Zusammenfassend liegen aus arbeitsmedizinischer Sicht die Stärken des Handbuchs in Kapiteln über die Ermittlung der Exposition und bei vielen Substanzen bzw. Erkrankungen auch in der klinischen Toxikologie. Experimentelle Daten sind ausführlich besprochen, dürften aber den Betriebsarzt weniger interessieren als den Wissenschaftler.
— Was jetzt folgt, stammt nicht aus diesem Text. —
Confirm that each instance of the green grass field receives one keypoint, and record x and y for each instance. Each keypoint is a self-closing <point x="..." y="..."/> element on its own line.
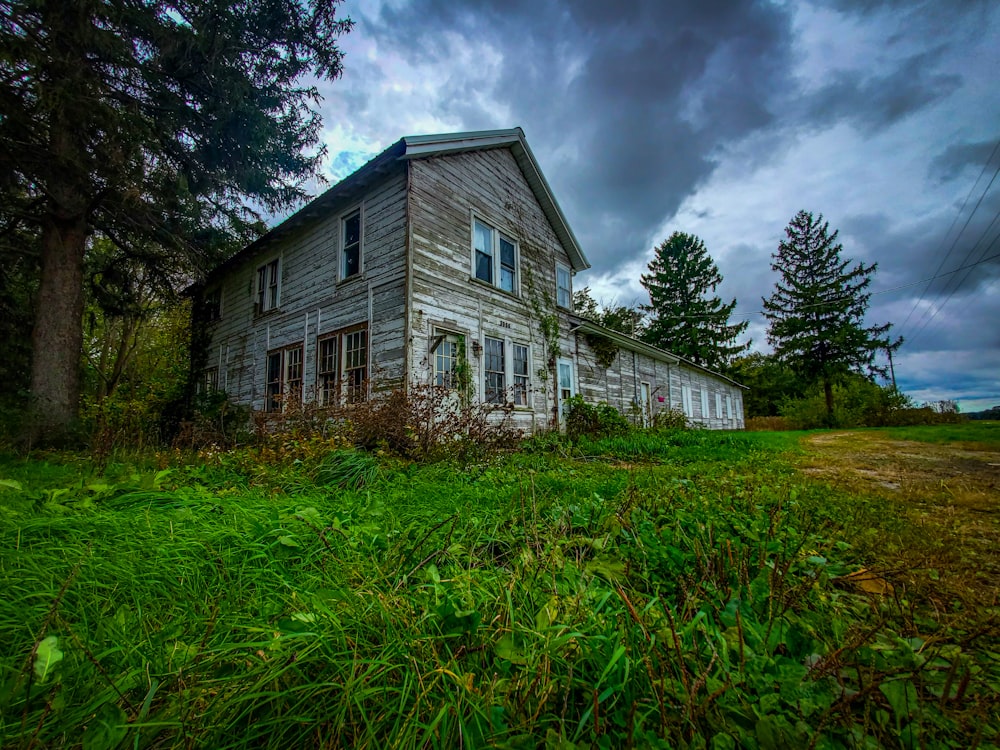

Leider wird nicht hinreichend auf alle klinisch relevanten Krankheitsbilder im Zusammenhang mit einer beruflichen Pflanzenschutzmittelexposition eingegangen. Für eine künftige Auflage wären entsprechende Ergänzungen wünschenswert. Für den arbeitsmedizinischen Gutachter stellt das Handbuch ein wertvolles Nachschlagewerk dar, allerdings mit den beschriebenen Einschränkungen. Welchen Rat kann man dem Leser geben? Wenn ein Betriebsarzt das gesamte Werk kauft, bezahlt er viele Kapitel mit, die er nicht benötigt. Es besteht jedoch die Möglichkeit, die speziell interessierenden Kapitel online zu erwerben (http://www.sciencedirect.com/science/book/9780123743671# ancs1). Über diesen Link sind detailliertere Informationen zu den einzelnen Kapiteln zu erhalten, so dass die Auswahl nicht schwer fallen sollte.

Robert Krieger: Hayes’ Handbook of Pesticide Toxicology, 3. Auflage. Elsevier, Amsterdam, 2 Bände, insgesamt 2342 Seiten in englischer Sprache. Preis: 515 EUR für die gedruckte Fassung nach Verlagsangabe. Das Werk ist auch als eBook erhältlich.